Tech

Sony Offering at Least $50,000 to Anyone Who Hacks PlayStation 4

By Bill Toulas / June 25, 2020

The image of the jaw-dropping design of the upcoming PlayStation 5 may be all that is stuck in gamers’ minds right now, but the previous generation remains the most widely used console in the world. It means that Sony is interested in keeping it secure from hackers and jailbreakers, and this is why the firm has launched an open bug bounty program on HackerOne. The scope is pretty wide, including the OS, the console’s accessories, the PS Network, and all of its portals. Other products and generations are out of scope, though.

So, if you can find any vulnerability in the PS4, Sony is prepared to pay you between $500 and $50,000 (depending on the severity). For the PlayStation Network, the bounty payouts range from $100 and up to $3,000. As Sony clarifies, these are the minimum bounties that will be given to the reporters, and depending on the finding, the payouts may go much higher. From the initiation of the program, which was previously closed, 41 hackers reported 154 vulnerabilities, receiving an average of $400 for their discoveries. Sony has resolved 88 of the reports already.

sony_bounty_payments

Source: HackerOne

The company has been working with a closed team of security researchers so far, and so this latest announcement marks the beginning of the public bug bounty program. Expanding the program to a wider research community is a natural development after having plugged the most crucial bugs found by the previous team. This minimizes the risk of having to deal with damaging exposure and facing overwhelming disclosures.

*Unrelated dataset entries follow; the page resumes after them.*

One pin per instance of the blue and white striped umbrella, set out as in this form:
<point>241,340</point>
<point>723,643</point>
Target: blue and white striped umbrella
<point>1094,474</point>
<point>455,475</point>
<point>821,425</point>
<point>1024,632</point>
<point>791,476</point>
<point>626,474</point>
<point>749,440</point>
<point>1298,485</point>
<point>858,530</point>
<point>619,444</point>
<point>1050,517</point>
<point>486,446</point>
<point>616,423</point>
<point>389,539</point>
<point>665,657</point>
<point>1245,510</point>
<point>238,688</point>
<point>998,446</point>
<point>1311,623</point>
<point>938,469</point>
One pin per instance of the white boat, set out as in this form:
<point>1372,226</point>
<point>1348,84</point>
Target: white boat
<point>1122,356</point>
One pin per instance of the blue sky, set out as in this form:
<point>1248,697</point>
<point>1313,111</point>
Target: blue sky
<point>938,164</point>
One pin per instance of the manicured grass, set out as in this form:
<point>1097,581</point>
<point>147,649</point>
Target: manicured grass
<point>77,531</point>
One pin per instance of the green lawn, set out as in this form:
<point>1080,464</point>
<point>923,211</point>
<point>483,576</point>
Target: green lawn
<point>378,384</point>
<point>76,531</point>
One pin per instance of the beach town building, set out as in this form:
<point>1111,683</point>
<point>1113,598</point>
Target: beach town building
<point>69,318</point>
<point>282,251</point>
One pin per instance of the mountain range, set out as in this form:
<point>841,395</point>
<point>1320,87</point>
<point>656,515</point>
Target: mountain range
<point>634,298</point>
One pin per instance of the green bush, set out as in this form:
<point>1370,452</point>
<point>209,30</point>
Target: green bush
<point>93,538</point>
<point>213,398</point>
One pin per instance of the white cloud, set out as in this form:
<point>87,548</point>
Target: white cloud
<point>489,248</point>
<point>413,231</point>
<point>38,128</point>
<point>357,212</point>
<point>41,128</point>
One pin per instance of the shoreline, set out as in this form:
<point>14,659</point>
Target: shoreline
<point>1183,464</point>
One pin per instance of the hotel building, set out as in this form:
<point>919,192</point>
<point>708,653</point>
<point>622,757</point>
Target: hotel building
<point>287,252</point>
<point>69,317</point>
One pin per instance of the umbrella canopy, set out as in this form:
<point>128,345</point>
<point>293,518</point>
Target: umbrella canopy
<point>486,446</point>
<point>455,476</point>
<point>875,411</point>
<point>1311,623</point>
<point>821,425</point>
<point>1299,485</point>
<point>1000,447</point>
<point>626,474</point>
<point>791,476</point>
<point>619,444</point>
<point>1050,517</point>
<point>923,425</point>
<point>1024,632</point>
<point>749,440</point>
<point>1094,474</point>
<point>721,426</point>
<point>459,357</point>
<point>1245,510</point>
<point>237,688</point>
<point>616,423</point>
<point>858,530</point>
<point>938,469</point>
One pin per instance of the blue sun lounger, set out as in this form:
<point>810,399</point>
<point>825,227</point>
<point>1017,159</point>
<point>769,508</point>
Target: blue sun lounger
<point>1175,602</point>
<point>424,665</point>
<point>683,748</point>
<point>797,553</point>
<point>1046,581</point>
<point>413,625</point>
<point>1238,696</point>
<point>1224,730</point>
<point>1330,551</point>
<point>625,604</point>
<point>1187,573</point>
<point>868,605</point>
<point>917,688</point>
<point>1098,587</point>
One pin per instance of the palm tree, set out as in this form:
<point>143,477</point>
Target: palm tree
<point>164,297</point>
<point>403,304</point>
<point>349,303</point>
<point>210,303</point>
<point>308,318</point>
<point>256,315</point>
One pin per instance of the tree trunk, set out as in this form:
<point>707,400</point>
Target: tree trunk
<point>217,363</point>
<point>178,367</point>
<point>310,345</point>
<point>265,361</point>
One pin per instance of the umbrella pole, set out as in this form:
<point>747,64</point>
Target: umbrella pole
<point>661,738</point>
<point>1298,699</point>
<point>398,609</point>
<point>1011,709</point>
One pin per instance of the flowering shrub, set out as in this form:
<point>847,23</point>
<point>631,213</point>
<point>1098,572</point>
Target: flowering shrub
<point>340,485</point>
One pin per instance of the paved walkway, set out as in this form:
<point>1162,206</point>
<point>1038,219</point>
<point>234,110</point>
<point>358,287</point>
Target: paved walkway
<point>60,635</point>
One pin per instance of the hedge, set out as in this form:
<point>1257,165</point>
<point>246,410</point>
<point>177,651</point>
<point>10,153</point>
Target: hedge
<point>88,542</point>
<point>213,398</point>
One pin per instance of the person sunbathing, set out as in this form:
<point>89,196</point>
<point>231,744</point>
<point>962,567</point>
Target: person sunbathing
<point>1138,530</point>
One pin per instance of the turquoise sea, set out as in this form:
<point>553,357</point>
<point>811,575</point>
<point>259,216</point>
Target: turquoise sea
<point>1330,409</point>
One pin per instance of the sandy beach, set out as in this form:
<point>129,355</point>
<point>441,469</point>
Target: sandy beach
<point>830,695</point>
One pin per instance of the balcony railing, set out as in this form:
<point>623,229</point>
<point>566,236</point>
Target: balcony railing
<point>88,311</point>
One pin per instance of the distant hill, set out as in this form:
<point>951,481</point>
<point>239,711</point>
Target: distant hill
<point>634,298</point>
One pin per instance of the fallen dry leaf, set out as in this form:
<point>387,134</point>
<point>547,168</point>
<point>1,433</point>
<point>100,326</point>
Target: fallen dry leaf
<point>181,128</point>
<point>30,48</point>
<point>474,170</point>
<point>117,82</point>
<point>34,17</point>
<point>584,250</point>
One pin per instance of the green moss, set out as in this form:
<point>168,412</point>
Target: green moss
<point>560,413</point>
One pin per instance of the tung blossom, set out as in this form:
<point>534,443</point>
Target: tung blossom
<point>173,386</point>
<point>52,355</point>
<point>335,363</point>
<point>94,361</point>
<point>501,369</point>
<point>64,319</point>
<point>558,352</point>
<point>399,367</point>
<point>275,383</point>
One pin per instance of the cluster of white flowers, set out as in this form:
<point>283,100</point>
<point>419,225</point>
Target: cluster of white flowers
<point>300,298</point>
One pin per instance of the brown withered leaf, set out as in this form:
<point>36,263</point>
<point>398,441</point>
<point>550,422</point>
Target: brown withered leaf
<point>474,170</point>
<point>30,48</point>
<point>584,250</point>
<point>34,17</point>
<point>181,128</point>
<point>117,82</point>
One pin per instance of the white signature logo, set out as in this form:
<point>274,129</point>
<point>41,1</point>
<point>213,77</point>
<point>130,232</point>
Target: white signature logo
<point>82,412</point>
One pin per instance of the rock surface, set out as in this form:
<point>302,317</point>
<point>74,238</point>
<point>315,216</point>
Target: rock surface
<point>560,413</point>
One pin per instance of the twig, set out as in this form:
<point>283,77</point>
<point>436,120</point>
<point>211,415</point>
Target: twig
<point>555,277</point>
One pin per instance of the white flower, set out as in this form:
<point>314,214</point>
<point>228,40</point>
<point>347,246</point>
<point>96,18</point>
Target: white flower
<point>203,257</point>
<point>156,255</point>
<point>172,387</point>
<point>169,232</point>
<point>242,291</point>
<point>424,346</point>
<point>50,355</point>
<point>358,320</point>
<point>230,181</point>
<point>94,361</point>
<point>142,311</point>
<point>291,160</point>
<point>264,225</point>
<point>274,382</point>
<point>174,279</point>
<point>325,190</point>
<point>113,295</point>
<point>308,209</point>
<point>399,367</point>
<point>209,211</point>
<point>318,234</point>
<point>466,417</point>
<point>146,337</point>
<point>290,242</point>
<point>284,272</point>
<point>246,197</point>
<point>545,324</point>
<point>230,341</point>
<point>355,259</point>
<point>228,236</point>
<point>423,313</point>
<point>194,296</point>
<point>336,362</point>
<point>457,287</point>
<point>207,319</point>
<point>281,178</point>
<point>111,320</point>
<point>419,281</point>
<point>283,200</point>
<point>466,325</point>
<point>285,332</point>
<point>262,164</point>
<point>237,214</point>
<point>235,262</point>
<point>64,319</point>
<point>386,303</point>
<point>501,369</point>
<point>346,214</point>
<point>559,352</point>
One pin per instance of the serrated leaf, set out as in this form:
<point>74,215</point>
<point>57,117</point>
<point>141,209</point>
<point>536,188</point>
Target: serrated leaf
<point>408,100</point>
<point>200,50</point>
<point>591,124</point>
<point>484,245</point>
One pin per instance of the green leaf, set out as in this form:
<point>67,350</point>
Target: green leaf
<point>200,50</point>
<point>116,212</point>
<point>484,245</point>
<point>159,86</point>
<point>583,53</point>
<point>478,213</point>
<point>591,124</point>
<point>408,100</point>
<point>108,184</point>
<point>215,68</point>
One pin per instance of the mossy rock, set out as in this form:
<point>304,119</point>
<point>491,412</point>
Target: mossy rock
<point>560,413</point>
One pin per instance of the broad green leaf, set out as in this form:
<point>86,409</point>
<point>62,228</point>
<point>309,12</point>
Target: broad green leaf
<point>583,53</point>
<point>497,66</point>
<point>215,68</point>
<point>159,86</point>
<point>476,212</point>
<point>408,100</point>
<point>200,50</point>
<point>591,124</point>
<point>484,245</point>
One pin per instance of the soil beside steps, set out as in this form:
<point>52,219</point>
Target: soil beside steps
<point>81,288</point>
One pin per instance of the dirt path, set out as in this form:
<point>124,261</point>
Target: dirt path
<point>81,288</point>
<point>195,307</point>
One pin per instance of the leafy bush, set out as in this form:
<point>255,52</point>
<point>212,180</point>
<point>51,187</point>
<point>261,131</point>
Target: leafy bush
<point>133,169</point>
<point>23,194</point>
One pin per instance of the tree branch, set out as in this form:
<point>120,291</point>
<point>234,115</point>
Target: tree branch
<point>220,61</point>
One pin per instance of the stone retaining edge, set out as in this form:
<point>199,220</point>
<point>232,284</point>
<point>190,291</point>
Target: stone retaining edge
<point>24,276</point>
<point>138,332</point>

In comparison, the Xbox bug bounty program launched in January 2020 offers a maximum of $20,000 to the ones reporting RCE flaws in the console or the Xbox Live network services. Nintendo is also paying up to $20,000, depending on the severity of the reported faults, as well as the quality of the report itself.

There are over a hundred million active PS4 consoles out there based on the number of monthly active PlayStation Network users. While many of them will hop to the PS5 when it’s out, Sony needs to stay committed to the safety of this humongous customer base. But this is not only about securing a sun-setting platform, but also about doing preliminary work for the next one. Some components of the console OS and the PlayStation Network will stay the same or operate similarly in PS5, so getting to know where things may have gone wrong is never a bad thing.